Credit unions have existed for years. They’ve long been overshadowed by big banks. However, credit unions have returned to the spotlight. They’re becoming more popular due to Americans moving away from big banks, resulting in some credit unions seeing ten percent increases in lending. And according to a number of reports, credit unions have a strong future ahead of them.
The Data on Credit Union Growth
The assets of the average credit union have swelled from roughly 150 million dollars to 260 million dollars over the past six years. That’s an increase of nearly three fourths. Furthermore, only part of this growth is due to consolidation in the industry as around a thousand credit unions have closed since 2012. The number of customers at credit unions has increased nationwide by more than twenty percent since 2012. Let’s look at a few of the reasons why credit unions are experiencing such growth.
The Customer-Centered Organization
Credit unions are attracting people who want to work with financial institutions that care about their customers. This has led to many people joining credit unions in place of banks.
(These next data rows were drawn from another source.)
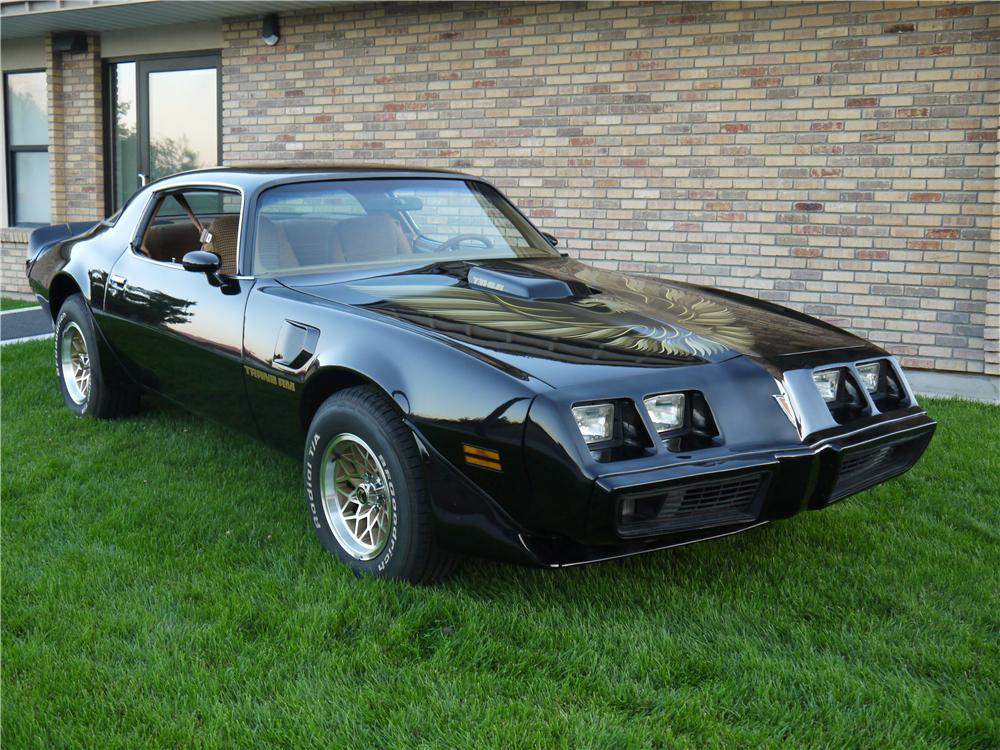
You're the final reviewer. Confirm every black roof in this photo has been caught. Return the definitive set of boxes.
[149,163,477,193]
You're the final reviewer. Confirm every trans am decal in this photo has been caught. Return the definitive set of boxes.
[244,365,296,392]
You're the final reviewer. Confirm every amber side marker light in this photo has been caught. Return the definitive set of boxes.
[463,444,502,472]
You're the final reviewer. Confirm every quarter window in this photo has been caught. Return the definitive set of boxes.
[4,70,50,226]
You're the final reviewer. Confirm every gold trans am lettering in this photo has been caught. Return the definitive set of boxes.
[244,365,296,392]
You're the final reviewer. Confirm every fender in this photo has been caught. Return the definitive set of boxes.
[242,280,545,524]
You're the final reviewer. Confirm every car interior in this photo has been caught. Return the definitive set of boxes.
[255,212,415,273]
[138,190,241,274]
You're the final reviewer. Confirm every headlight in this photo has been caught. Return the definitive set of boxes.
[812,369,841,402]
[643,393,686,433]
[857,362,881,393]
[572,403,614,444]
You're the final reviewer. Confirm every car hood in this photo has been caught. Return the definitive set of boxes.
[280,256,869,386]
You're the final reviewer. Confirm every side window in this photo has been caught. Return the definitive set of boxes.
[138,188,242,274]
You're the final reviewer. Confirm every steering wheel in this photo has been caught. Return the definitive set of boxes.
[436,234,494,253]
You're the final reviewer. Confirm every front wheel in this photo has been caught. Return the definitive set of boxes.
[304,386,460,583]
[54,294,138,418]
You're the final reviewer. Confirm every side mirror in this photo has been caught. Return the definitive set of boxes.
[182,250,221,274]
[541,232,558,247]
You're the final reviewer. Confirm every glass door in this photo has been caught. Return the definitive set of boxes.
[107,54,220,213]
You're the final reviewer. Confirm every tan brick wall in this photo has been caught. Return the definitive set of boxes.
[47,32,104,224]
[0,230,31,296]
[222,1,999,376]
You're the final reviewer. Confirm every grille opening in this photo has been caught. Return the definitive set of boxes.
[618,471,769,537]
[830,432,931,502]
[821,368,871,425]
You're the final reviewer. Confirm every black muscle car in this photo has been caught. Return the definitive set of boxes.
[26,166,936,582]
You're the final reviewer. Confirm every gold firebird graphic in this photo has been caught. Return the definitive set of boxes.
[361,273,755,360]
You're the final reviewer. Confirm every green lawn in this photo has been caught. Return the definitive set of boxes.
[0,297,37,312]
[3,338,998,749]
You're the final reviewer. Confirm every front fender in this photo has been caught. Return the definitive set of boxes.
[243,281,547,522]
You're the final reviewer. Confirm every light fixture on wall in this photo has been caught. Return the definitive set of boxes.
[262,14,280,46]
[53,31,88,54]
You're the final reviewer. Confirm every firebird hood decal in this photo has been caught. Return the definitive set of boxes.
[283,256,864,371]
[359,282,746,361]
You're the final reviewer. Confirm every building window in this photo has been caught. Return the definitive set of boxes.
[4,69,50,226]
[106,54,220,214]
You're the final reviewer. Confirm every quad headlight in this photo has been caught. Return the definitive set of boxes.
[572,403,615,445]
[857,362,881,393]
[812,369,841,402]
[643,393,686,433]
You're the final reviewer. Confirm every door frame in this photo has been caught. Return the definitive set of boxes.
[102,50,222,217]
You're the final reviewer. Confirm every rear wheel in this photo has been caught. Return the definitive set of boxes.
[54,294,139,418]
[304,386,460,583]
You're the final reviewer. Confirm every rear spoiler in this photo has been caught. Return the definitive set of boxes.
[27,221,98,265]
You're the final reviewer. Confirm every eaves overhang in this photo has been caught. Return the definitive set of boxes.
[0,0,341,40]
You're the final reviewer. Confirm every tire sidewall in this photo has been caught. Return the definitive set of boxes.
[54,295,102,417]
[304,398,417,578]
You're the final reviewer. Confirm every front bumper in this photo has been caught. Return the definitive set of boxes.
[518,408,935,567]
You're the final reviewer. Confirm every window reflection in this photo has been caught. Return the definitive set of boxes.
[148,68,218,180]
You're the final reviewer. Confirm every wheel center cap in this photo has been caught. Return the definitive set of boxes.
[356,481,379,506]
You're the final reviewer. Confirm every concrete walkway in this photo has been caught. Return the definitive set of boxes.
[1,306,52,345]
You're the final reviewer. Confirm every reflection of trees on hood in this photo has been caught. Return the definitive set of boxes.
[362,283,739,359]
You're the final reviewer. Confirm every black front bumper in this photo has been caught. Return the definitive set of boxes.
[518,409,936,568]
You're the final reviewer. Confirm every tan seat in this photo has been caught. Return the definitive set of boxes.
[142,222,201,263]
[333,213,412,264]
[279,219,346,266]
[205,215,240,275]
[255,217,301,273]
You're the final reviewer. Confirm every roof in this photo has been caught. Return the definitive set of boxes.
[145,163,479,193]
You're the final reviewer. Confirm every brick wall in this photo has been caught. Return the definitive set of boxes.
[222,1,999,376]
[47,33,104,223]
[0,230,31,296]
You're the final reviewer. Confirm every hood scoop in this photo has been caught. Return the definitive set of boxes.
[467,265,581,300]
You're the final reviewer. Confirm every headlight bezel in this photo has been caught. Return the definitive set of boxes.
[857,361,882,393]
[811,368,842,403]
[642,392,687,435]
[571,401,616,446]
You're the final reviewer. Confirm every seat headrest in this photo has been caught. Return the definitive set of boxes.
[207,215,240,274]
[334,213,409,262]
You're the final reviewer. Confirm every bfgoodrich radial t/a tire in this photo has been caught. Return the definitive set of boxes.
[304,386,460,583]
[54,293,138,419]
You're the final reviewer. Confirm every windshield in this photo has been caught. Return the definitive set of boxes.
[252,178,559,275]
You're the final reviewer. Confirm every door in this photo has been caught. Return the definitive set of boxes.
[100,185,256,433]
[107,54,220,213]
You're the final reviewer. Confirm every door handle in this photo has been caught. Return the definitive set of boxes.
[108,274,127,292]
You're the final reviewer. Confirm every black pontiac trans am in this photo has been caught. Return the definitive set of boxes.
[26,166,936,582]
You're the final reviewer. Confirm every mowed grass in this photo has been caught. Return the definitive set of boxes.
[0,297,38,312]
[2,338,998,749]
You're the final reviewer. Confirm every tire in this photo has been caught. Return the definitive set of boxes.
[54,293,139,419]
[304,385,461,583]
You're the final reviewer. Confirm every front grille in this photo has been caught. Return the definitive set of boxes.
[618,471,769,537]
[831,432,931,502]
Credit unions are not focused on profits like big banks, and this leads to more accommodations in the face of hardships, less hard selling and lower fees.
Yet credit unions are enjoying higher profits because they’re attracting new customers, more loans, and have a lower default rate for the loans they’ve issued. One theory is that they are less willing to make very risky loans, so they have fewer losses to write off. They also get loyal customers and positive PR when they make a concerted effort to invest in the community or set up a program to help people get out of predatory loans. They get points with consumers who get fees forgiven for mistakes and convenient services. This is why four-fifths of Millennials say their credit union provides outstanding customer service. Customer service is crucial for customer and brand loyalty.
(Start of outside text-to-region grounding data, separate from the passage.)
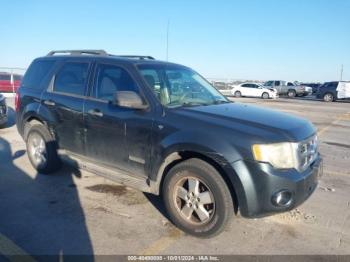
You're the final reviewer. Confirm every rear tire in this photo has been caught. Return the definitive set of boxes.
[323,93,334,102]
[234,91,241,97]
[262,92,269,99]
[162,158,233,238]
[287,89,296,98]
[25,122,61,174]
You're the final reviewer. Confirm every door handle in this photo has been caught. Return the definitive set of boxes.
[44,100,55,106]
[88,109,103,117]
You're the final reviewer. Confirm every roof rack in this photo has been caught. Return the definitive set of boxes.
[117,55,155,60]
[46,50,155,60]
[47,50,108,56]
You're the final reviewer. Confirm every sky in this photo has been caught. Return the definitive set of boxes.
[1,0,349,82]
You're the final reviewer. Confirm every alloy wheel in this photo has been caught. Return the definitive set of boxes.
[173,176,215,225]
[28,132,47,168]
[324,93,333,102]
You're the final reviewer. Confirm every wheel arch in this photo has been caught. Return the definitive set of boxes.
[22,104,58,140]
[153,149,240,214]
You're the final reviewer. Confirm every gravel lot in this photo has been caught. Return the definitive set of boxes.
[0,96,349,258]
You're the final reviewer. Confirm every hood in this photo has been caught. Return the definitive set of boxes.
[174,102,315,142]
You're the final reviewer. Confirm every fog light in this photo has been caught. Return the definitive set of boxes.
[272,190,293,207]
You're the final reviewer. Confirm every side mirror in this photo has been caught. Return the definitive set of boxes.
[113,91,148,110]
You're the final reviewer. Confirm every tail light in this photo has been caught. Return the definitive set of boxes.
[15,92,20,112]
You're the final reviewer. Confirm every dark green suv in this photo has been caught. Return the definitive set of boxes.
[16,50,322,237]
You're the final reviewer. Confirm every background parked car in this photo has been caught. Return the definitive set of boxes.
[212,81,232,95]
[316,81,350,102]
[262,80,312,97]
[0,94,8,128]
[231,82,278,99]
[301,83,322,94]
[0,72,22,93]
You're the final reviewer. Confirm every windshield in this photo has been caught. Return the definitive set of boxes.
[138,65,229,108]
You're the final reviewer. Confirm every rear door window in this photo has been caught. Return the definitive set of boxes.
[274,81,281,86]
[53,62,90,96]
[22,60,56,89]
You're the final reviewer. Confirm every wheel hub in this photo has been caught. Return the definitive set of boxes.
[174,176,215,225]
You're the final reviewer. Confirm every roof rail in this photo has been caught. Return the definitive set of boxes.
[47,50,108,56]
[117,55,155,60]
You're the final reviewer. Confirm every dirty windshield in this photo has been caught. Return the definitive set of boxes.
[138,65,229,108]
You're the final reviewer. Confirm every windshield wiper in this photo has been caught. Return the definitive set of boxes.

The customer-centered organization is visible in lobbies that welcome people to have free coffee and staffers that have time and space in their office to meet with credit union members. It is also seen in the programs they offer from free classes on credit repair to money management to home buying. Credit unions sometimes offer other classes of interest to the community such as English as a second language to immigrant communities to computer literacy.
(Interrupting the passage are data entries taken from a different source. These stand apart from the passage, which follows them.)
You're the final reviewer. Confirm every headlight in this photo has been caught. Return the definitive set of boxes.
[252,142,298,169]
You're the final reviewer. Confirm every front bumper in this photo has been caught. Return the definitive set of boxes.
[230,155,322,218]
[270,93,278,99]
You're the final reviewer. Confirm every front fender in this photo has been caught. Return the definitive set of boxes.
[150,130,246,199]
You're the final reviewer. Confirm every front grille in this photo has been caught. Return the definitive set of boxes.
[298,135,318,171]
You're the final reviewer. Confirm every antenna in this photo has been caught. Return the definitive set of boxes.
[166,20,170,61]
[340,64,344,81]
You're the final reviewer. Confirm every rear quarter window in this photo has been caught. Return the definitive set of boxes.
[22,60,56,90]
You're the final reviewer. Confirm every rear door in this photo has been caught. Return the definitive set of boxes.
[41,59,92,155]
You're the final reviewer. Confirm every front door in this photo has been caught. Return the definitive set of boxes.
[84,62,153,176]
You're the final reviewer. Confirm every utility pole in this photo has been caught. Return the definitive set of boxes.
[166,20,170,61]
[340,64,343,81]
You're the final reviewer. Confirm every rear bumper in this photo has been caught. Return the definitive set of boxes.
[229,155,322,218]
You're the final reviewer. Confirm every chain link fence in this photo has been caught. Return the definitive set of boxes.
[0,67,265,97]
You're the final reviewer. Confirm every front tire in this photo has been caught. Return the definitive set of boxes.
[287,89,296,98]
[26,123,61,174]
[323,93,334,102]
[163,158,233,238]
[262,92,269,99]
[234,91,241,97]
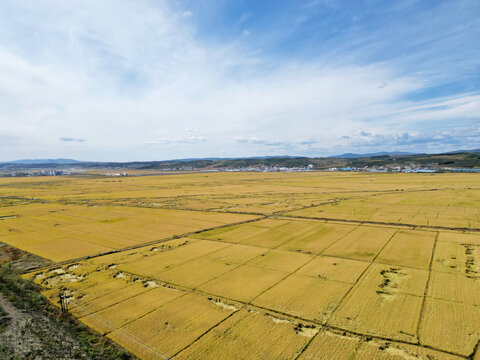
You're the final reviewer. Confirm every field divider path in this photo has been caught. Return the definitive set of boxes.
[190,232,456,275]
[281,214,480,233]
[416,231,439,343]
[471,340,480,360]
[292,331,318,360]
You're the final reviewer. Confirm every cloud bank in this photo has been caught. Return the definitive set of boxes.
[0,0,478,161]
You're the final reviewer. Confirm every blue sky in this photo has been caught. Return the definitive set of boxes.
[0,0,479,161]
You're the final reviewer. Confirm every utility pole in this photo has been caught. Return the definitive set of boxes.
[58,291,69,313]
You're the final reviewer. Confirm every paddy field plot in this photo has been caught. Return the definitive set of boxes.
[296,256,369,283]
[251,274,351,323]
[419,298,480,356]
[322,225,396,261]
[374,229,436,269]
[328,263,429,341]
[5,172,480,359]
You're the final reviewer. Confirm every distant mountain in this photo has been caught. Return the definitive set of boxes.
[442,149,480,154]
[2,149,480,171]
[330,151,417,159]
[4,158,83,164]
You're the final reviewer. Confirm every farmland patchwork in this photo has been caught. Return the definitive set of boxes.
[1,172,478,359]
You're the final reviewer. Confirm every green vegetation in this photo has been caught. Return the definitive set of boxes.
[347,152,480,168]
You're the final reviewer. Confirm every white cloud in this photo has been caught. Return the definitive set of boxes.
[179,10,192,18]
[336,126,480,153]
[235,137,318,148]
[235,137,284,146]
[146,136,207,145]
[60,137,86,142]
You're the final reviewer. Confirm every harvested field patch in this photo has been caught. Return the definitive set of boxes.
[427,271,480,306]
[322,226,396,261]
[252,274,351,323]
[375,229,436,269]
[205,243,268,264]
[154,257,238,289]
[247,249,314,273]
[419,297,480,356]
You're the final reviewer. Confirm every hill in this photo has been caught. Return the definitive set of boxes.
[1,150,480,171]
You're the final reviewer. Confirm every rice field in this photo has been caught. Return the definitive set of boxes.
[2,171,478,359]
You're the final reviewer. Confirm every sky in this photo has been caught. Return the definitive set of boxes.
[0,0,479,161]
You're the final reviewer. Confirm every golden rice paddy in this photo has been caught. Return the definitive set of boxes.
[2,171,478,359]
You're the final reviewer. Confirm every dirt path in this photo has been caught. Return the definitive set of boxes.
[0,293,86,359]
[0,293,45,358]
Credit unions and Millennials share many values. Millennials value community and supporting local businesses. Credit unions are a natural fit with this goal. Millennials hate being commodified, and credit unions value their members. Millennials are also the biggest haters of big banks. One survey of Millennials found that four of their top ten most hated brands were four of the largest banks in the United States. They also rated banks lower than any other financial institution, and it was the lowest by 11 percentage points. However, Millennials still need car loans, credit cards, and mortgages. The solution is to move to a credit union. Millennials were slow to do so due to the perception that credit unions couldn’t deliver the technology and mobility they valued, though credit unions are catching up in that regard.
One challenge for credit unions is knowing what this new customer demographic wants. Services like Avannis help credit unions get actionable feedback from customers to improve retention, evolve to meet customers’ demanding expectations, and learn what likely new customers would like. Credit unions must invest in understanding this large, young population because they’re the future of the financial industry and especially loyal to businesses that make them feel valued.
Credit unions are a perfect fit with the values and needs of Millennials, ensuring long-term stability and growth. This is on top of the strong growth they’ve seen as customers fled big banks for the local credit union.